Fueled by a strong September in which he posted an OPS of .848, De Aza's finished the season with a .281/.349/.410 batting line. While that isn't eye-popping, it is better than the average leadoff hitter – and overall hitter, for that matter. In addition, De Aza was Chicago's best offensive leadoff man since the days of Ray Durham, according to Margalus:
That De Aza is up against these kinds of seasons is a victory. He expanded the role of the White Sox leadoff hitter by piling 44 extra-base hits on top of his .349 OBP, and playing a reliable center field, which opened up the corner spots for power. He might be looking up at the Durhams, but the Pierres are beneath him, and that's progress.

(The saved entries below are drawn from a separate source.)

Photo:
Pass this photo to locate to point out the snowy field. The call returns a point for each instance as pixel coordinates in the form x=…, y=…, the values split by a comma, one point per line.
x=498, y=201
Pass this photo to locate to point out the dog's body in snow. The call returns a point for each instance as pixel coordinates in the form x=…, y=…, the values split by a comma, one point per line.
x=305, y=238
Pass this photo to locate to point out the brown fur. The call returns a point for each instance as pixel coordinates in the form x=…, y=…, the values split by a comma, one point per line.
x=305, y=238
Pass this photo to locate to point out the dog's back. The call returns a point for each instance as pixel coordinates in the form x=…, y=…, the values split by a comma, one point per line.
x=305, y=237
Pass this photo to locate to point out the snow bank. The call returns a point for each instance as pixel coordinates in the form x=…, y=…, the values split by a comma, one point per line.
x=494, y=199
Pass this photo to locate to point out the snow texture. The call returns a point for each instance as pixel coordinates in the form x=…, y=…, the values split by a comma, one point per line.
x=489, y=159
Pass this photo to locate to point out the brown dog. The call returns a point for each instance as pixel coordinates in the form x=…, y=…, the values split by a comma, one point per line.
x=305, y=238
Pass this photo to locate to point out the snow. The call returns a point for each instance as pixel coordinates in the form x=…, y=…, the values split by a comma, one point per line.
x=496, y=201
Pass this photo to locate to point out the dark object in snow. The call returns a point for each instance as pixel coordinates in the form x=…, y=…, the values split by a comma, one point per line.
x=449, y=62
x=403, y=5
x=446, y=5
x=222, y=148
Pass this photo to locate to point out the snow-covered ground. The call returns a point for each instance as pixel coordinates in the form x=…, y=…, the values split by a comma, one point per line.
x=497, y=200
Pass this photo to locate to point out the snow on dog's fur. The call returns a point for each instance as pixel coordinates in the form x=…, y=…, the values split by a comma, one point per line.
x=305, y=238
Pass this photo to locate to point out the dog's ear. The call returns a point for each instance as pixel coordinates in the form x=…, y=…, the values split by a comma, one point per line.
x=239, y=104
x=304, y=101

De Aza has been a strong performer at the major league level for several years, but injuries have prevented him from getting any real playing time. However, in 2012, De Aza made it into 131 games and racked up 585 plate appearances. His ability to stay in the lineup is encouraging for Sox fans heading into the future:
Now the Sox know he can both last a full season, and he can re-adjust himself after the break. Those are big steps for any career ... That's a big help to a front office and roster that will apparently undergo separate transitions. De Aza played well enough – and he was resilient enough – to allow the current and/or future GM to focus his attention and energy elsewhere.
The 28-year-old De Aza will not hit free agency until after the 2015 season, meaning he has a chance to provide solid production at a great price for several years if he's able to stay healthy.